Ну, еще бы не "Ой!"! Кольцо было старинное — фломандская работа, XVIII век — дивно красивое и, вероятно, страшно дорогое. Во всяком случае, из всего не слишком "богатого" наследства папеньки оно было единственным, которое показалось Реутову достойным такого разговора.
— Мне отдаться тебе прямо здесь, прямо сейчас? — низким чуть хрипловатым голосом спросила Полина, и глаза ее вспыхнули непритворным и недвусмысленным золотым огнем.
— Нас не поймут, — усмехнулся Вадим, чувствуя, как плавится сердце в пламени бешеной страсти и безграничной нежности, своей и ее.

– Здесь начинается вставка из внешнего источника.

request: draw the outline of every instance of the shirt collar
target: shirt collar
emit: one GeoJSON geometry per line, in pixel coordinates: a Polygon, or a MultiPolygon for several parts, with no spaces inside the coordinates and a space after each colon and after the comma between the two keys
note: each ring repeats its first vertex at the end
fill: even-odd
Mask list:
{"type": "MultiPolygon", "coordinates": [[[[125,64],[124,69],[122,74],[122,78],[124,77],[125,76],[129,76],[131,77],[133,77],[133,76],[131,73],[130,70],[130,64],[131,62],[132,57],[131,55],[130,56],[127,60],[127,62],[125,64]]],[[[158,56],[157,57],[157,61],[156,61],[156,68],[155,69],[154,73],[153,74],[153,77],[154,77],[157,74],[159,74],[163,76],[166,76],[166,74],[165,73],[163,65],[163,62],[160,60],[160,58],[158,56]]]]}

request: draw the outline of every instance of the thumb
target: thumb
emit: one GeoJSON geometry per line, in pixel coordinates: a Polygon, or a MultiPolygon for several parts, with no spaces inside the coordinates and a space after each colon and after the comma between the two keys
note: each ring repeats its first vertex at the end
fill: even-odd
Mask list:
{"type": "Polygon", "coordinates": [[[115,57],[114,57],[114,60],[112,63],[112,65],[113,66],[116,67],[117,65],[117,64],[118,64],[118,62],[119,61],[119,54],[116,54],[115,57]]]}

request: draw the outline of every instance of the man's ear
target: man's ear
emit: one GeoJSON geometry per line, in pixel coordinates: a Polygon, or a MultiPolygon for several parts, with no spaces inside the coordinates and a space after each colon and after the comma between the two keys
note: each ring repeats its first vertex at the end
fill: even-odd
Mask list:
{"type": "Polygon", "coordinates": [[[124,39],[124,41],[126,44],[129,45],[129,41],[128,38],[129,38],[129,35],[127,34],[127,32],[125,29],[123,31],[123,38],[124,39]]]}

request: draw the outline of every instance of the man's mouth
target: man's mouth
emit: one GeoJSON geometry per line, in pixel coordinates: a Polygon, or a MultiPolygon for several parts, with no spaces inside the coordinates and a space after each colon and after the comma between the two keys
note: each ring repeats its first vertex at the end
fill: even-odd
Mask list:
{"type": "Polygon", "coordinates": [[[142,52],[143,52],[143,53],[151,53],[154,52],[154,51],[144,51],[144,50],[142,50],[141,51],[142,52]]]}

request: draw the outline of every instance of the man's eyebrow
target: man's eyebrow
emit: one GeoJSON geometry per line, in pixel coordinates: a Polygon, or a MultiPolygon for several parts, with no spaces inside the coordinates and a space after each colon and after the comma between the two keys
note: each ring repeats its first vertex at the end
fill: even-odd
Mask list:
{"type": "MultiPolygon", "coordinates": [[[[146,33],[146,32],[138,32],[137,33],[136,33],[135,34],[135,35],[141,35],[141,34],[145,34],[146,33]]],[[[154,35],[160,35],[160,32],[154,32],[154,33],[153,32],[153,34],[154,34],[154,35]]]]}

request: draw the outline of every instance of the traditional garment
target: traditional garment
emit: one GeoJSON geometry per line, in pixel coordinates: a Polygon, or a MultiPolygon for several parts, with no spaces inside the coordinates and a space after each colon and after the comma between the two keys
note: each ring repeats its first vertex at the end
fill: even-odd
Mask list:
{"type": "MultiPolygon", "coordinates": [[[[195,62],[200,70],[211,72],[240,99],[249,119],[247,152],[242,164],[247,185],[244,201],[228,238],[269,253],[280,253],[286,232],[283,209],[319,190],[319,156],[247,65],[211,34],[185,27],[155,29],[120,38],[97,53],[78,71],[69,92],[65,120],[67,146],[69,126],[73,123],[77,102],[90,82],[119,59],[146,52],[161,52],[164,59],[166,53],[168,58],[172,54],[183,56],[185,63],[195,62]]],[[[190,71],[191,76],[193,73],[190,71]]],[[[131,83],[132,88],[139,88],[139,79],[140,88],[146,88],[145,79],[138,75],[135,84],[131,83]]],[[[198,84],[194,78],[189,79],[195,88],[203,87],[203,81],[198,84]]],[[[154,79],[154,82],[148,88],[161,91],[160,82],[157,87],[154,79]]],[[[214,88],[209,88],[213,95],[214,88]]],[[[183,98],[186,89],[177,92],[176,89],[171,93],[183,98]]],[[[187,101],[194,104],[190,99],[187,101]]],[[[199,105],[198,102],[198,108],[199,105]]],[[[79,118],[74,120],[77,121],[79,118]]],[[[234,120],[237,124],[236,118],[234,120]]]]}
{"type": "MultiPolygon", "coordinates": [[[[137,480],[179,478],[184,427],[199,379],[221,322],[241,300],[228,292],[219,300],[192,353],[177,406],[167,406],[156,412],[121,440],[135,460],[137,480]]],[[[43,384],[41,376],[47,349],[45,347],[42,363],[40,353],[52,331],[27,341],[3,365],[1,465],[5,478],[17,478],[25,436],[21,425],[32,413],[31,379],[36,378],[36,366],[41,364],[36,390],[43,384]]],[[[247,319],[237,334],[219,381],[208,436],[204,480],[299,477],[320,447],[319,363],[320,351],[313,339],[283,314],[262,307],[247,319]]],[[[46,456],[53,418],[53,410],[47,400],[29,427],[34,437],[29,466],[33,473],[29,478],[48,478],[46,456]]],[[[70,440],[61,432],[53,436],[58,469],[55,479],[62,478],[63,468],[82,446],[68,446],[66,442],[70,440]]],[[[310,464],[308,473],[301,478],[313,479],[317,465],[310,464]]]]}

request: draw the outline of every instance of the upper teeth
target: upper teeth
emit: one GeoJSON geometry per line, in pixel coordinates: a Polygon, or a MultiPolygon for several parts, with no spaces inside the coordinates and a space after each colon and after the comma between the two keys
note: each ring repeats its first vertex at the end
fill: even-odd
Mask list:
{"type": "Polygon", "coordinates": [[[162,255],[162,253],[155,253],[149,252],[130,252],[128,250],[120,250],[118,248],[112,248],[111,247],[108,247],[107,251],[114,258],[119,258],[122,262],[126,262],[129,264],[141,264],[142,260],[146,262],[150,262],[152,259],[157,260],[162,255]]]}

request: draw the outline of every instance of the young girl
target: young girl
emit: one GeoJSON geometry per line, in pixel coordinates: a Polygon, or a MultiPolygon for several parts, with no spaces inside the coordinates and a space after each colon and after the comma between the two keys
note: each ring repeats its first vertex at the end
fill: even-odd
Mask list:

— А мы в этот ресторан больше не пойдем, — как ни в чем ни бывало, улыбнулась довольная произведенным эффектом Полина, а вынырнувший из пучины колдовского наваждения Вадим обнаружил вдруг, что они уже не одни.
Рядом с их столиком соляным столбом стоял совершенно обалдевший от последних реплик официант.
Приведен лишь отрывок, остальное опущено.